Re: Late contribution to biol. info

From: Pedro C. Marijuan <[email protected]>
Date: Tue 14 Apr 1998 - 13:59:18 CEST

dear Guenther,

your "late contribution" raises quite interesting issues. I will respond to
a few of them.

>It is more the complex dynamic interaction of genes, proteins, metabolites
> and signals from the environment that serve to define and maintain the
>behavior of a cell.
>Therefore it is necessary to develop an "informationtheory of the cell"
>wich explains how a cell under given
> constrains develops special properties,

--agreed. The notion of "bioinformation", used by several fis and non-fis
authors, points in this very direction.

> Flow of information occurs between all constituents...

--Yes and No.
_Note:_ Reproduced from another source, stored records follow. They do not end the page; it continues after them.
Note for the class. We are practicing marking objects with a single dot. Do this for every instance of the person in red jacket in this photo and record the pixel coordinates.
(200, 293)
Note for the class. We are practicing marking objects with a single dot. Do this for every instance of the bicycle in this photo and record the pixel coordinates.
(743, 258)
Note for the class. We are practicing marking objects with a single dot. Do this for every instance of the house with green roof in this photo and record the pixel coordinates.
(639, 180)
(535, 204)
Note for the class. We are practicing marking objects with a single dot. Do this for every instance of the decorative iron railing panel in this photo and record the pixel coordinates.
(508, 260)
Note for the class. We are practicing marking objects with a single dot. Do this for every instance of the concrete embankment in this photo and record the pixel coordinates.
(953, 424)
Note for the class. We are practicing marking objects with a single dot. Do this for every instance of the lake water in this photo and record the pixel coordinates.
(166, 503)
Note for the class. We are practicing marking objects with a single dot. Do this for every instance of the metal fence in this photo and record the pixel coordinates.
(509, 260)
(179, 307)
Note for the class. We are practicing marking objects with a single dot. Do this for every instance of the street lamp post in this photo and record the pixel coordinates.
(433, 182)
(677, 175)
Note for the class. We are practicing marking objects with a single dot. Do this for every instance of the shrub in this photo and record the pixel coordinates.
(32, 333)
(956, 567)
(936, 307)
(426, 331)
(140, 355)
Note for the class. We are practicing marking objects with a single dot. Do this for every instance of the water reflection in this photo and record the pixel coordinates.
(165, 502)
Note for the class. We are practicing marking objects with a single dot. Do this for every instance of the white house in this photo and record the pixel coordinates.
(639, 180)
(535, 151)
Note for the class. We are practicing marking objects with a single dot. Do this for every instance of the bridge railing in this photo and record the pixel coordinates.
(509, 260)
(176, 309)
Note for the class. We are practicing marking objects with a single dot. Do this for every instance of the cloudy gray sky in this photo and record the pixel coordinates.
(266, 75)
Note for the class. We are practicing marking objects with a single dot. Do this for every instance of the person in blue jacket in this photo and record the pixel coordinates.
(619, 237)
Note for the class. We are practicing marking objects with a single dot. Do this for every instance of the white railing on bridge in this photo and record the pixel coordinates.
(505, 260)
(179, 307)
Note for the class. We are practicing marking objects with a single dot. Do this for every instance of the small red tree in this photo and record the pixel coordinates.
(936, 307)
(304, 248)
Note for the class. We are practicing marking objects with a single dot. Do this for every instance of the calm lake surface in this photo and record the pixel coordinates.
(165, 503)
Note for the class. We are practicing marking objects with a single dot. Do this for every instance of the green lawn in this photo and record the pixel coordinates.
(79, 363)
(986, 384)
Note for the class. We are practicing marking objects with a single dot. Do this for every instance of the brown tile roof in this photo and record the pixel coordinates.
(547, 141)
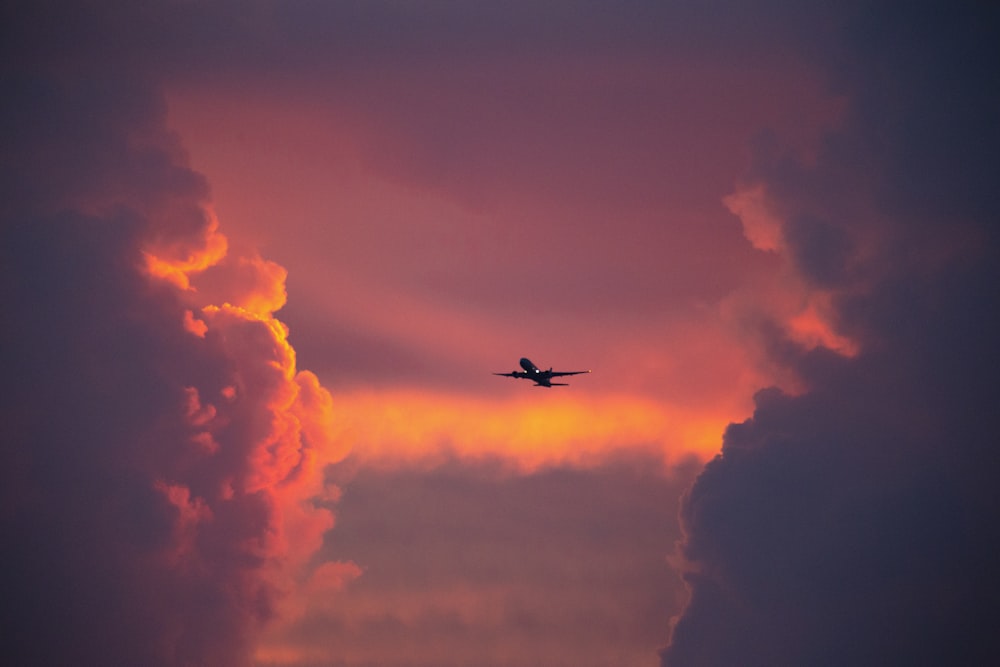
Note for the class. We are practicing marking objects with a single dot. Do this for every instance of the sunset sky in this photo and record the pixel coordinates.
(261, 259)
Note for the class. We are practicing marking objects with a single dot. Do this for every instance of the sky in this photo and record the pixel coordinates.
(261, 259)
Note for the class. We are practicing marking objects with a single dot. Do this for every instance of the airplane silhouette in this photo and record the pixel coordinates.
(539, 377)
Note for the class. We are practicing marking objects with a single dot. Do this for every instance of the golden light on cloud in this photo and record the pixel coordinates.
(177, 263)
(410, 427)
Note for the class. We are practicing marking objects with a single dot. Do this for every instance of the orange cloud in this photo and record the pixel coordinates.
(409, 427)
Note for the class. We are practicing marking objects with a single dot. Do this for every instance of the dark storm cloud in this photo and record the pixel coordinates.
(853, 524)
(471, 564)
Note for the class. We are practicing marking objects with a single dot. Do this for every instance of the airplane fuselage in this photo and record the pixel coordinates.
(539, 377)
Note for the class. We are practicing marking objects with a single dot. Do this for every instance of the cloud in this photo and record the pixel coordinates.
(161, 449)
(850, 524)
(470, 562)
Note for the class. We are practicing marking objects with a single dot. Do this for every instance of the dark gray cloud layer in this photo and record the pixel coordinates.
(856, 523)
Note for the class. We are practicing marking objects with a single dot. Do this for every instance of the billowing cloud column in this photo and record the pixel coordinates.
(161, 453)
(856, 523)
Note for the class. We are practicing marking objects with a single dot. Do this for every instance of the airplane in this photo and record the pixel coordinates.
(539, 377)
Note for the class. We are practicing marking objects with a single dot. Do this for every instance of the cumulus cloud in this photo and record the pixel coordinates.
(851, 524)
(161, 449)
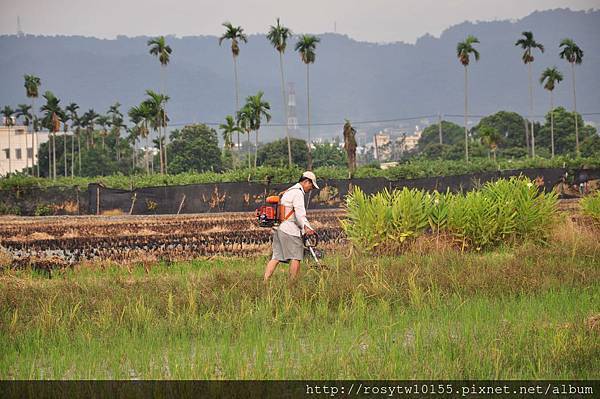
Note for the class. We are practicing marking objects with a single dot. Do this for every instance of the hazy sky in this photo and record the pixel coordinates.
(366, 20)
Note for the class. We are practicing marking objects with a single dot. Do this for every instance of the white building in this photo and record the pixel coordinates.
(17, 149)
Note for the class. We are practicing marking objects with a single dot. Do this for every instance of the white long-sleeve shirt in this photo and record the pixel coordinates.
(293, 198)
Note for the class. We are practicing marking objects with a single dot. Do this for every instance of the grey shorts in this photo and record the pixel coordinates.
(287, 247)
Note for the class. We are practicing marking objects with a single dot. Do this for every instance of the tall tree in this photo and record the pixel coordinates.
(32, 85)
(116, 124)
(549, 79)
(244, 120)
(71, 111)
(89, 123)
(306, 46)
(156, 106)
(103, 122)
(236, 35)
(227, 130)
(528, 44)
(350, 145)
(490, 137)
(574, 55)
(141, 117)
(8, 112)
(24, 111)
(160, 49)
(278, 36)
(52, 120)
(463, 51)
(258, 109)
(65, 119)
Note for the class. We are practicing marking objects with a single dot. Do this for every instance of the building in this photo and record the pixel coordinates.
(292, 122)
(411, 142)
(17, 149)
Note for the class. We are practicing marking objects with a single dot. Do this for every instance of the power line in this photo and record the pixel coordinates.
(369, 122)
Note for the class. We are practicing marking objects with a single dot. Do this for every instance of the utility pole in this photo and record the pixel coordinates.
(440, 127)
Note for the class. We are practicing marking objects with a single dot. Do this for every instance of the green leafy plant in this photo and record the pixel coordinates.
(500, 213)
(590, 206)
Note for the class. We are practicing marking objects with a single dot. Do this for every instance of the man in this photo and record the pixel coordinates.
(287, 238)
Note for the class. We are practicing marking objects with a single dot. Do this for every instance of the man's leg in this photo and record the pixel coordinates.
(270, 268)
(294, 268)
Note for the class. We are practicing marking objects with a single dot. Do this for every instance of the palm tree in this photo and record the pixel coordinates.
(528, 44)
(306, 46)
(463, 52)
(132, 138)
(24, 111)
(32, 85)
(116, 123)
(278, 36)
(550, 78)
(236, 35)
(574, 55)
(71, 111)
(141, 117)
(89, 122)
(65, 118)
(258, 109)
(160, 49)
(51, 121)
(8, 112)
(244, 120)
(228, 129)
(103, 122)
(490, 137)
(156, 105)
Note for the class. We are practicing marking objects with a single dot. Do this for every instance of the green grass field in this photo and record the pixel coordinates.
(526, 313)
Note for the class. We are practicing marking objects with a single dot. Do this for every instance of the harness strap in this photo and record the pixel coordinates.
(292, 211)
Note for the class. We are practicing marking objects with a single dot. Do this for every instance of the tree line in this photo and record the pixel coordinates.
(151, 115)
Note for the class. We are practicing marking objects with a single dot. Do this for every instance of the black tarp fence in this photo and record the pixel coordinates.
(247, 196)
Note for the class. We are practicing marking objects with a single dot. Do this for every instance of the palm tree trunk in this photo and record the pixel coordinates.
(27, 150)
(237, 95)
(165, 148)
(256, 149)
(308, 116)
(35, 155)
(72, 153)
(164, 119)
(249, 165)
(54, 155)
(9, 150)
(162, 166)
(552, 122)
(531, 112)
(285, 121)
(466, 117)
(79, 150)
(147, 160)
(65, 151)
(575, 111)
(49, 155)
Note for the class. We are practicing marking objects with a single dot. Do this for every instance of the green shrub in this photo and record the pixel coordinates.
(501, 212)
(43, 210)
(590, 206)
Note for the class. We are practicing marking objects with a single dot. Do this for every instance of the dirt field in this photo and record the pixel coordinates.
(66, 240)
(57, 241)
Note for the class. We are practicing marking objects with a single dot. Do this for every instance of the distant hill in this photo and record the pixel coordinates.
(350, 79)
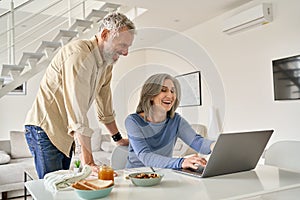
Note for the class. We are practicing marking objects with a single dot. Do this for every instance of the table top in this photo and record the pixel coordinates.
(264, 180)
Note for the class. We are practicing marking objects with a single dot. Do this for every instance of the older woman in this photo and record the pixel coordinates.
(155, 127)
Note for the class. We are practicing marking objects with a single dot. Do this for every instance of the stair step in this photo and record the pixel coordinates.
(100, 14)
(7, 69)
(110, 7)
(65, 34)
(81, 23)
(29, 55)
(1, 82)
(48, 44)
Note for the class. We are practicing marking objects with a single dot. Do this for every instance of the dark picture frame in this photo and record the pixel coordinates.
(286, 78)
(190, 89)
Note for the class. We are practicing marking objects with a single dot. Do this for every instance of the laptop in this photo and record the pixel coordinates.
(233, 152)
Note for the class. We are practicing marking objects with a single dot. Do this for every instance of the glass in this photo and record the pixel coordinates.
(106, 173)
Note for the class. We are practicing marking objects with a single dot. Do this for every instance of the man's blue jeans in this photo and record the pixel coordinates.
(46, 156)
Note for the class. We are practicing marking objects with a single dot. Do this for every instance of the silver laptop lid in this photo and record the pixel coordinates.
(236, 152)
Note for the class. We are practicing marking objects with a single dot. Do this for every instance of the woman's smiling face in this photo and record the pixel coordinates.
(166, 98)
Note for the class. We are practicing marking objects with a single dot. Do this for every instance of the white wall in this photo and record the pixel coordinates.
(243, 62)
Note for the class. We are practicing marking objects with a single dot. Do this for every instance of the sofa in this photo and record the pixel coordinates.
(15, 157)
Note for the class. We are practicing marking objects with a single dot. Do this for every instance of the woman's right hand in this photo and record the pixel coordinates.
(193, 161)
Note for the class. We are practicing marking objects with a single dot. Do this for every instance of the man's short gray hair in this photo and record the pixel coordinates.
(116, 21)
(151, 88)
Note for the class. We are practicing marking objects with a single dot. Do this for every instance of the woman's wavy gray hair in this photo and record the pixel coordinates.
(115, 22)
(151, 88)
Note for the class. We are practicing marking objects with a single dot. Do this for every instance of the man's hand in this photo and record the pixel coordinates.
(123, 142)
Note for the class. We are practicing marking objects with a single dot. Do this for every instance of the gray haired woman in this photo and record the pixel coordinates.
(154, 128)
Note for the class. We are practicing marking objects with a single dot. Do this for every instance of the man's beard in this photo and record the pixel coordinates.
(108, 54)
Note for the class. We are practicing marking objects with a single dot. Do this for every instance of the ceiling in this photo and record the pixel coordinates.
(177, 14)
(172, 14)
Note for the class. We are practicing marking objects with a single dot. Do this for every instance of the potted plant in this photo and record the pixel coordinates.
(76, 165)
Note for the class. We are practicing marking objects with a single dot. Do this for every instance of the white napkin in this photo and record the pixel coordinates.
(62, 179)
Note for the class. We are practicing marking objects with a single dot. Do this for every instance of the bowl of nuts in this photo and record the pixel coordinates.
(145, 179)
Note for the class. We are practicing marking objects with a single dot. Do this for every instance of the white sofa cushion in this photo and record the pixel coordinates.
(19, 147)
(107, 146)
(4, 157)
(96, 140)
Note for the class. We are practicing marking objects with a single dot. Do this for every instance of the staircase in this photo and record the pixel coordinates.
(32, 63)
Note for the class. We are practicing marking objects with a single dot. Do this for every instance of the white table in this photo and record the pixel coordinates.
(252, 185)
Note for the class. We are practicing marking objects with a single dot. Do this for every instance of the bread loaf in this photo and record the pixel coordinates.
(92, 184)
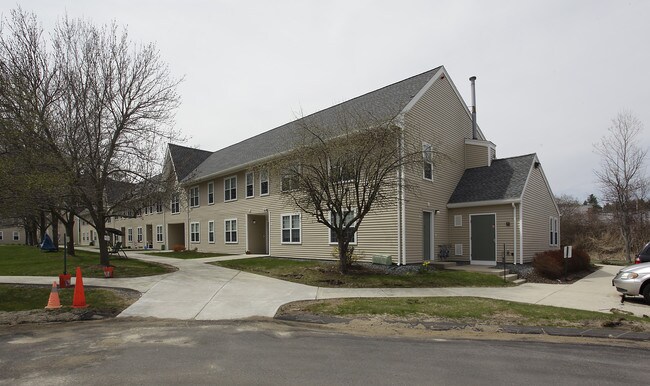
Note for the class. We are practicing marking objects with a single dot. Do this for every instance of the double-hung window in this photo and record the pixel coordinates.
(159, 237)
(230, 231)
(553, 231)
(264, 183)
(250, 183)
(175, 204)
(195, 232)
(230, 188)
(347, 220)
(194, 197)
(211, 232)
(210, 193)
(290, 228)
(427, 160)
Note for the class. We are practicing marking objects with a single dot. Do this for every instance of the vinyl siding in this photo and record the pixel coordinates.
(438, 118)
(538, 207)
(376, 235)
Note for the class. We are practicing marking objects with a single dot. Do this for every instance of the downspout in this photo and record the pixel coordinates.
(514, 229)
(401, 241)
(521, 233)
(473, 80)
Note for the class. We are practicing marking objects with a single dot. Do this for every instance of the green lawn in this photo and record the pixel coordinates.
(462, 310)
(325, 274)
(186, 254)
(21, 260)
(24, 298)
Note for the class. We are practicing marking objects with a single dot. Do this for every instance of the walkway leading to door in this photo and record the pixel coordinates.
(206, 292)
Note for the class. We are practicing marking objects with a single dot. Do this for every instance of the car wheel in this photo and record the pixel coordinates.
(646, 293)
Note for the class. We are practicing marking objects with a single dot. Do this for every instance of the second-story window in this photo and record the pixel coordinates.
(250, 180)
(230, 188)
(264, 183)
(427, 159)
(210, 193)
(175, 204)
(194, 197)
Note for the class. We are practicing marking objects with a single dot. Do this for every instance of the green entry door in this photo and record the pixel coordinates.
(483, 242)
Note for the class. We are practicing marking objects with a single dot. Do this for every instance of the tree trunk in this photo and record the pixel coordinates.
(343, 259)
(103, 245)
(55, 230)
(69, 230)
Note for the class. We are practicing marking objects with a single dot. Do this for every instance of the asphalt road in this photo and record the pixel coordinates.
(270, 353)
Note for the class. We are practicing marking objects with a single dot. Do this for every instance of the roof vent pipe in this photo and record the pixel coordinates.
(473, 80)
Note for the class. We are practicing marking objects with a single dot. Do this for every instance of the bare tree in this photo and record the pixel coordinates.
(337, 172)
(622, 173)
(87, 109)
(117, 114)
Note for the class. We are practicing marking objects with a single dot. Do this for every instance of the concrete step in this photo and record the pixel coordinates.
(443, 264)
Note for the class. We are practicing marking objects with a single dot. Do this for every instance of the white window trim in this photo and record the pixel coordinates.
(290, 215)
(161, 234)
(196, 225)
(252, 184)
(231, 178)
(211, 187)
(197, 196)
(268, 183)
(231, 230)
(175, 201)
(329, 234)
(211, 232)
(554, 225)
(426, 146)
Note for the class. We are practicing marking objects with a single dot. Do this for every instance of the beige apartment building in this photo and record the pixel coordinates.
(468, 206)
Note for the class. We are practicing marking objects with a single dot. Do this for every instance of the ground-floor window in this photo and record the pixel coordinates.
(291, 228)
(159, 237)
(230, 228)
(553, 230)
(195, 231)
(211, 231)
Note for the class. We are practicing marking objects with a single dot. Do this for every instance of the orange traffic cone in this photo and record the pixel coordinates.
(79, 298)
(54, 301)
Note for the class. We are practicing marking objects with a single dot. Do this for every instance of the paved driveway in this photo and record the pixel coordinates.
(206, 292)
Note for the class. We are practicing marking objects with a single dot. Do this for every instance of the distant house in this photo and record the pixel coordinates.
(470, 207)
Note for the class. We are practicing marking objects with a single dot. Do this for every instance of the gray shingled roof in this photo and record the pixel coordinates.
(505, 179)
(384, 103)
(186, 159)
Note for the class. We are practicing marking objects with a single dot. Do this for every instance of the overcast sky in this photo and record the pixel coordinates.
(550, 74)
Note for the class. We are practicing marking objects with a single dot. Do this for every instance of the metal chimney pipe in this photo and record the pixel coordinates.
(473, 80)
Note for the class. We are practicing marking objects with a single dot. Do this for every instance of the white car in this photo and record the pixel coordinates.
(634, 280)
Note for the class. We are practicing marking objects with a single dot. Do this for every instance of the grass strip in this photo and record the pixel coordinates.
(326, 274)
(21, 260)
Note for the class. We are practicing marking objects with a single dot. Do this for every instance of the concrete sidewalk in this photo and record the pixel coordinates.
(206, 292)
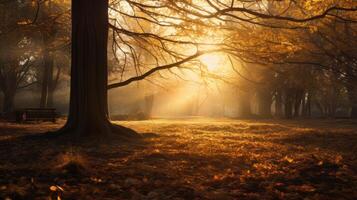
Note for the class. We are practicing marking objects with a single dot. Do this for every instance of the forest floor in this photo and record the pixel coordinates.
(186, 159)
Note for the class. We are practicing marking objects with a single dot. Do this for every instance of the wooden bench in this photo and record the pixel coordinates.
(36, 114)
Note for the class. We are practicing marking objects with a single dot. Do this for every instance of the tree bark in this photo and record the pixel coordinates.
(264, 103)
(88, 112)
(47, 81)
(8, 104)
(278, 104)
(245, 110)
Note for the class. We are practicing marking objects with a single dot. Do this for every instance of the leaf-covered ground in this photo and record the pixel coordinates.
(186, 159)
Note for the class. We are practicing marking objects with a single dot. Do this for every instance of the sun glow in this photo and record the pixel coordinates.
(211, 61)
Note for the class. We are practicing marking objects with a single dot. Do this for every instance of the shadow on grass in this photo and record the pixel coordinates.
(341, 142)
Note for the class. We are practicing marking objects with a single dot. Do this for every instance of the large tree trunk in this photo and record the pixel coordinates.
(88, 113)
(278, 104)
(47, 81)
(264, 103)
(245, 110)
(8, 104)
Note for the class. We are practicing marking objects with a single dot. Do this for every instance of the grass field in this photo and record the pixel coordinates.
(186, 159)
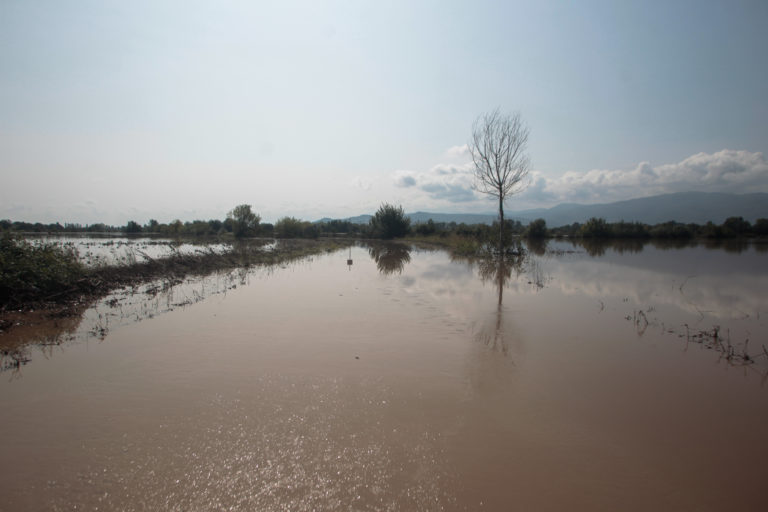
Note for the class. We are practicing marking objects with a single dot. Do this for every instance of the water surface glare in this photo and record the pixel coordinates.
(407, 381)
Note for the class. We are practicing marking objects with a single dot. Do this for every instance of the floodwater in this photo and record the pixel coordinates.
(586, 379)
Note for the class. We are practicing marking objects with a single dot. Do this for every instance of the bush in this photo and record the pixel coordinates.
(289, 227)
(390, 222)
(595, 228)
(35, 271)
(537, 229)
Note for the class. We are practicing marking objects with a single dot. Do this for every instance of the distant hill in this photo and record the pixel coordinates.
(696, 207)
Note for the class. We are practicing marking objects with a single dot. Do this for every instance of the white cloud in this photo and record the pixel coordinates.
(724, 171)
(457, 151)
(361, 183)
(450, 183)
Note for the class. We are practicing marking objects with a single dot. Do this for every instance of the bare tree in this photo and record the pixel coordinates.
(498, 149)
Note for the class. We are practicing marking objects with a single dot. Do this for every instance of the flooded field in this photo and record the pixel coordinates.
(117, 250)
(589, 378)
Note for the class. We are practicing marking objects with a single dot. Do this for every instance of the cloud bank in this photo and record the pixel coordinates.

Glucose molecules are not really "active" and do not exchange
effectors among each other; but quite a few glycolitic enzymes do (and it
is dubious that DNA segments are actively engaged among themselves in such
info exchanges)...
Perhaps too relaxed views about info flows may hinder the contemplation of
the critical issue (in my opinion): how living cells have tackled their
wondrous "control problem". I share the criticisms to the initial mol.biol.
(and Darwinian) naive dogmas, but have no personal solution either, for
most of formal control theory cannot be applied to the whole organization
of the cell (except to some "clean" parts of the metabolic network, already
done during 704s and 804s). And am ignorant of further global apporaches...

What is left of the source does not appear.